Dubbed the Citizen Kane of cheerleading movies by Roger Ebert, the film version of Bring It On (2000) starred Kirsten Dunst and spawned four direct to video sequels. The musical version, currently running at the Ed Mirvish theatre, is a spine-tingling action packed showcase for a hybrid musical form filled with athletic dance sequences of Olympic caliber and top notch performances by a young cast that brings new meaning to youth culture and the pursuit of extracurricular excellence.

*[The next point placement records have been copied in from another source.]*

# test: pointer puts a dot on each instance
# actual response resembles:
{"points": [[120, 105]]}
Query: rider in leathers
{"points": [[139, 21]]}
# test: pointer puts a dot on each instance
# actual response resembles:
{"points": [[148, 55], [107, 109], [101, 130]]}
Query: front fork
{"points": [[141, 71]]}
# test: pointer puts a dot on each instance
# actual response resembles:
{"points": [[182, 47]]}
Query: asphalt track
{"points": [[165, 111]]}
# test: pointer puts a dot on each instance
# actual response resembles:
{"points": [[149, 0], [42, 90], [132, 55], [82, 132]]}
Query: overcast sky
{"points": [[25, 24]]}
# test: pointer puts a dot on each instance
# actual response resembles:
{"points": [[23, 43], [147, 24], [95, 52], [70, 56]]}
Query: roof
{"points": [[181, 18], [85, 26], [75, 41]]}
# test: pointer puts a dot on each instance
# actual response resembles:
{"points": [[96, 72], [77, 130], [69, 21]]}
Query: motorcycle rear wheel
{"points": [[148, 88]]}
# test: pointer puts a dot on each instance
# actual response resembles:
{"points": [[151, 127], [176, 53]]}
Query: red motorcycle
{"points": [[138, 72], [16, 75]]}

If you have fond memories of being frightened by the daredevil acts at the circus then this is the show for you. Past reviewers have suggested that the cast should rack up frequent flyer miles for the amount of time they spend soaring into the rafters during an abundance of gravity defying moments filled with sheer strength, power, and incredible grace. The young women in the chorus prove, with a vengeance, the old saying about Ginger Rogers having to do everything Fred Astaire did, but backwards and in high heels. There are moments when the sheer physical skill and magnitude of their awe-inspiring flights high above a bevy of young men waiting to catch them is hard to believe. Twists and turns in the air, back flips across the stage, and intricately choreographed numbers throughout give the two-hour extravaganza a thrilling fast paced energy achieved by a gifted cast of eighteen young men and women.
The story line is a familiar and effective rivalry narrative that reminds one of films like All About Eve - and during the sardonic competition based songs there are lyrical traces of the complex warring female relationships set to music in the ever popular Wicked . A standout performance by Ryann Redmond as Bridget and Gregory Haney as La Cienaga give the plot a strong, moving and hilarious outcast motif that has the two characters who don’t quite fit in excelling among a community of sympathetic and incredibly supportive comrades.
Taylor Louderman, Kate Rockwell, Janet Krupin, Ariana DeBose, and Elle McLemore create a layered ensemble of loveable, self-proclaimed “beeyotches” as they define what could have been one-dimensional roles with superb vocal nuance and impressive physical prowess - singing and dancing their way through various forms of high school mayhem with a detailed, sharp witted talent for distinct characterization. Nicolas Womack’s Twig handles complex rap and hip hop elements with incredible articulation and a charming quirkiness that has him smirking, flirting, and bouncing through a fun-filled romantic scenario. And there is an outrageous and divine Leprechaun scene that gives Taylor Louderman’s immense skill as a dancer the opportunity to shine in a very cumbersome and delightful costume - bringing new meaning to the famous Muppet phrase “It isn’t easy being green.”
The music is infectious, diverse, impeccably performed and non-stop, with a mixture of styles that meld seamlessly into a powerful score. It’s all kind of like My Fair Lady on Mars with Henry Higgins as a female cheerleading coach and Eliza Doolittle as a bubbly teenybopper trying to make her way through a complex set of class, race, and gender circumstances. Well, not really - ultimately it’s a fresh and affirming type of athletic musical comedy that is sure to be a crowd pleasing experience - running at the Ed Mirvish Theatre until June 3rd.